Monday, March 16, 2020, 11:30 AM – 1 PM EDT
KIPTON JENSEN, Associate Professor of Philosophy, Director of the Leadership Studies Program in the Andrew Young Center for Global Leadership, Morehouse College
“Howard Thurman: ‘Tutor to the World’”
Howard Thurman (1899-1981) is one of the unsung heroes of the civil rights movement in America. Having met with Gandhi in 1936, he quickly appropriated and adeptly applied the philosophy of nonviolence to the problem of racism in America, eventually and memorably mentoring Martin Luther King in his application of that philosophy.
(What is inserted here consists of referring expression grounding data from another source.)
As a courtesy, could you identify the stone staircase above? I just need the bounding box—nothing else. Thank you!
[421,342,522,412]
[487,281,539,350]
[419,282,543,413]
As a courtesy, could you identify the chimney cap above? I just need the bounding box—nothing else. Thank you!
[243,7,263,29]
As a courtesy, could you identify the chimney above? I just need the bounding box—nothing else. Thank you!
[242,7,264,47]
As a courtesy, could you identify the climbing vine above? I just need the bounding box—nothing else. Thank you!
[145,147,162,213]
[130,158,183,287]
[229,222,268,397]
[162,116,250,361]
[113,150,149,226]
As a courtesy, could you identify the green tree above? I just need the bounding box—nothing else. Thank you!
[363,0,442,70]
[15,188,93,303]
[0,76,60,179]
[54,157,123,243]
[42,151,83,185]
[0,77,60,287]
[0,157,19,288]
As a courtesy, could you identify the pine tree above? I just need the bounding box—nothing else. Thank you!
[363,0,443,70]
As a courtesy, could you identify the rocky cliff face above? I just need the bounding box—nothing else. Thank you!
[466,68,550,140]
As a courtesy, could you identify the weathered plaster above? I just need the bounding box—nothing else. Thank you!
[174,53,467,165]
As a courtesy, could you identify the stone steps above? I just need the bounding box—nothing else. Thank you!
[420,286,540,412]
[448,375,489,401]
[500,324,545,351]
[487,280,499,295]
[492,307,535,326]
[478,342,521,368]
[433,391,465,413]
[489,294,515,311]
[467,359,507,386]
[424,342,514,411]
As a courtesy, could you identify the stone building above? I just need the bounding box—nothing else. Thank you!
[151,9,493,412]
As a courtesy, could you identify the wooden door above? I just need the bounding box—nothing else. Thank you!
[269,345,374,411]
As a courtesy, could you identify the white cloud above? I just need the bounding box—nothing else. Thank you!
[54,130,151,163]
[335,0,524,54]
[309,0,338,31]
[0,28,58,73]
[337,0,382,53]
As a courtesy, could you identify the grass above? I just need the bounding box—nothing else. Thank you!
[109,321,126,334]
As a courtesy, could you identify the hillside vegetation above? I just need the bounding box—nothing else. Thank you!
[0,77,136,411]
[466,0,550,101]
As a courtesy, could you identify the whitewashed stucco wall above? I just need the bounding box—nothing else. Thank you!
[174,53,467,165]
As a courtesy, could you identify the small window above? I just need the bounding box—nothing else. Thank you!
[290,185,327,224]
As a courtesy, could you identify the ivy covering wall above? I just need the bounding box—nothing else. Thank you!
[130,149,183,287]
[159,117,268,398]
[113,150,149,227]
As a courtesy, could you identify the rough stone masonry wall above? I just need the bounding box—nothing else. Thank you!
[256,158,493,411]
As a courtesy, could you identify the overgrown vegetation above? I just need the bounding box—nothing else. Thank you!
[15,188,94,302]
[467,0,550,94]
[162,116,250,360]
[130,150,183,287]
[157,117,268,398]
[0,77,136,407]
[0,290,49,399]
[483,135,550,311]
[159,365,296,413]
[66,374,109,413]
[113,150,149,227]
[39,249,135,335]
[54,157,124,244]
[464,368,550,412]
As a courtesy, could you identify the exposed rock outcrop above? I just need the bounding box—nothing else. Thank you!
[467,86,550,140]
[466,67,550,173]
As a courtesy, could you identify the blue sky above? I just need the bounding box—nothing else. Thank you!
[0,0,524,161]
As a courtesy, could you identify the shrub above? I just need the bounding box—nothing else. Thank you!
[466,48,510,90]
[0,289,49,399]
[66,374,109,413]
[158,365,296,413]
However, as Kipton Jensen demonstrates in his most recent work, Howard Thurman: Philosophy, Civil Rights, and the Search for Common Ground (2019), the reach of this extraordinary man’s thinking extended to an entire generation of activists, making him the man his wife has described as a “tutor to the world.” Himself an activist as well as a philosopher, he preached the power of the love that can get us past hatred, through reconciliation, and into a peaceful and productive life shared on “common ground.” And, speaking of preaching, Kipton will also discuss Thurman’s Sermons on the Parables, subject of another book that he recently co-edited with Emory (and Oxford) professor of religion, David Gowler.